The mahendo’sat with him moved aside from the door.

“Against the wall!” she said.

“You got damn poor idea who give orders in this room, hani!”

“I got damn good idea you got no authority to give orders. Or
you
can clear the papers. You want big blow-up you just keep going.”

“Clear papers. I clear papers. All right!” Haisi spat out a torrent of mahendi instructions, only half of which she could understand, but which got the clerks cautiously out from under the desks and brought the customs agent back from the office in the rear.

The door opened, from the other side. Station police stood there, armed with pistols and ready for trouble. Someone had called them. Probably from the back office.

Fine, Hilfy thought. Great.

“Small misunderstanding,” Haisi said, with a wave of his hand. And said something to the police, low and fast. Stationmaster, she caught that word: stsho; and ambassador. And trouble. But she could guess that one.

The Personage of Urtur was ruffled. Highly. The Personage of Urtur found the business too evidently distressful, and abandoned it to her Voice, a towering mahe with a furious scowl.

“You disrupt whole office, you got clerk scare’ like bunch pirate, what for you damn’ fool action?”

“Ask him! He blocked the door, wouldn’t let honest citizens in or out!” You didn’t yell at the Personage of Urtur. The Personage of Urtur didn’t debate such matters. The Voice did. And Hilfy found her ears persistently flattening. She made every effort to keep a pleasant look on her face, and to keep to logical points, when at the same time the Voice tried to provoke gut level reactions. She wanted to make mincemeat out of Haisi Ana-kehnandian—who sat smoking like a factory, with a frown on his face.

The Voice did ask Ana-kehnandian, evidently. The two of them talked back and forth in one of Ijir’s numerous languages, in which the Voice grew quieter and quieter, and even good-humored—which suggested, first, they had no wish for the hani foreigner to understand; and second, they were out of the same district of Ijir, and
therefore
Haisi Ana-kehnandian must be a good upstanding fellow.

This went on and on and back and forth, and in the meanwhile the Personage sat surveying the potted plant on her desk and frowning mightily.

“You make mess in customs office,” the Voice then said in the pidgin. “Personage not happy. You make lot public mess, scare people—“

“I take it the Personage understands the Trade. Ask the Personage whether she has given any authority to this person to harass my crew, threaten me, create a riot in customs, hold my cargo for ransom, and ask personal questions about a stsho passenger who’s never set foot on this station nor applied for local customs clearance. I feared firearms were present. I went over that desk in protection of my life! This advised innocent persons to take cover, for their personal safety! This fool committed the aggression, by blocking the exit in an aggressive manner, in the clear intent to do violence!”

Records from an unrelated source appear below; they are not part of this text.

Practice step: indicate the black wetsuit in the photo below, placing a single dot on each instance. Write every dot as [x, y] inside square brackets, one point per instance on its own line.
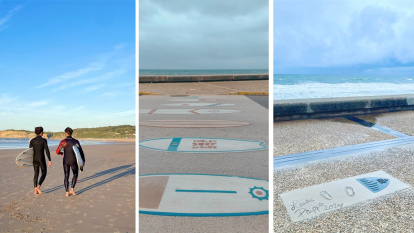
[39, 145]
[69, 159]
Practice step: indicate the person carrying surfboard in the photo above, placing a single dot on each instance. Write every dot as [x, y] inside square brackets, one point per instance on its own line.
[70, 161]
[39, 145]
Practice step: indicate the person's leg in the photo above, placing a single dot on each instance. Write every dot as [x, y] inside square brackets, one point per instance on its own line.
[42, 178]
[66, 169]
[36, 176]
[75, 178]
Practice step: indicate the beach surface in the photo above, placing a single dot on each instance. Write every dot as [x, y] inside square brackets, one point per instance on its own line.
[105, 200]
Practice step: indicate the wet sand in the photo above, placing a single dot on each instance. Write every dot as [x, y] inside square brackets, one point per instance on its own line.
[105, 200]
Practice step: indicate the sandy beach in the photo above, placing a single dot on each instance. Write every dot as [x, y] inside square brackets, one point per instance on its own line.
[105, 200]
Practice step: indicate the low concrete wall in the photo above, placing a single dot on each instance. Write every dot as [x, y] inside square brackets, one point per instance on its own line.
[201, 78]
[284, 110]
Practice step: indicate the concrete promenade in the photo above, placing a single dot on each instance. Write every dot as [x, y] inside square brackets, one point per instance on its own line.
[201, 78]
[326, 148]
[331, 107]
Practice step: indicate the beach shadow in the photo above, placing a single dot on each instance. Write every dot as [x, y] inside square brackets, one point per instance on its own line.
[128, 168]
[130, 171]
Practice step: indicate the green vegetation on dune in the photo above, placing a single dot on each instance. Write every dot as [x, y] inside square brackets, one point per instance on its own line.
[108, 132]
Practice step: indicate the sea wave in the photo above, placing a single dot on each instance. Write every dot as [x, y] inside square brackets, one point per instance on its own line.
[311, 90]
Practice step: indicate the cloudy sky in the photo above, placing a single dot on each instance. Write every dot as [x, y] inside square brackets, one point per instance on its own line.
[203, 34]
[339, 37]
[66, 63]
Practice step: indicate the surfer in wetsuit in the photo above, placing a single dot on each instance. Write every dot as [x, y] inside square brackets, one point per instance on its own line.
[39, 145]
[69, 159]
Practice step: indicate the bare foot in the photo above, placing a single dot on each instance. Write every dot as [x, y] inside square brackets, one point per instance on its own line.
[37, 190]
[72, 192]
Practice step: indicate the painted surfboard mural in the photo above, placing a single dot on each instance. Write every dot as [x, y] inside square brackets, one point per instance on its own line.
[202, 195]
[198, 104]
[192, 123]
[185, 111]
[201, 145]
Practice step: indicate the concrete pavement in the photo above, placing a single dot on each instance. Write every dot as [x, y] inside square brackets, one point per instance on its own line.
[389, 213]
[251, 164]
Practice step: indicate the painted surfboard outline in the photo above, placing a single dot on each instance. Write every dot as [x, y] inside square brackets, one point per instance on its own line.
[202, 214]
[192, 123]
[226, 151]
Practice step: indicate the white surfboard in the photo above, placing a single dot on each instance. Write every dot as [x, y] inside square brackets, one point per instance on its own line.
[25, 158]
[201, 195]
[198, 104]
[192, 123]
[185, 111]
[201, 145]
[78, 158]
[314, 200]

That prompted another conference, a lengthy one. And more frowns from Haisi.

The Personage then took to pinching leaves off the plant on her desk, and paying no attention to either of them.

“Personage not like speak pidgin. Say ‘pologize for distress you. Say customs cleared. All fine.”

She had to replay that again to believe she’d heard it. But Haisi looked far from happy with the situation.

“Then thank the Personage on behalf of my ship and my passenger.”

“She understand fine. She say, Be careful with stsho. Good luck on you deals on station. You need all luck you got.”

“Ask her why.”

“Not need ask. Ask you: why be fool? Why make damn lot racket, attract notice? Ask you: what benefit you this stsho thing?”

“Money.
Money,
like making a profit on this trip, like getting hired like any merchant captain—“

“You not merchant. You
Chanur.”

“Gods-rotted right I’m a merchant! What do you think, I’m rich? I travel from station to station for a hobby?”

“You got aunt.”

“The gods-be
universe
has got Pyanfar Chanur, but I don’t! She can’t be head of Chanur any longer, she can’t sit in the
han,
she can’t hold property and she can’t vote on Anuurn— Your informers have been lying down asleep if you think I’m on her payroll! My ship hauls freight to pay the bills and keep our clan’s taxes paid. That’s all, no politics, no secrets, and no
interest
in secrets. I’m paid to transport this thing and transport it I will, until I can get the thing off my deck to its legitimate owner. But
don’t
expect my aunt knows. We don’t speak!”

Evidently it was not the answer the Voice or the Personage expected. There was another sharp exchange between the two of them. Something—she understood two of the mahen languages—about relatives and assumptions and another Personage of feminine gender.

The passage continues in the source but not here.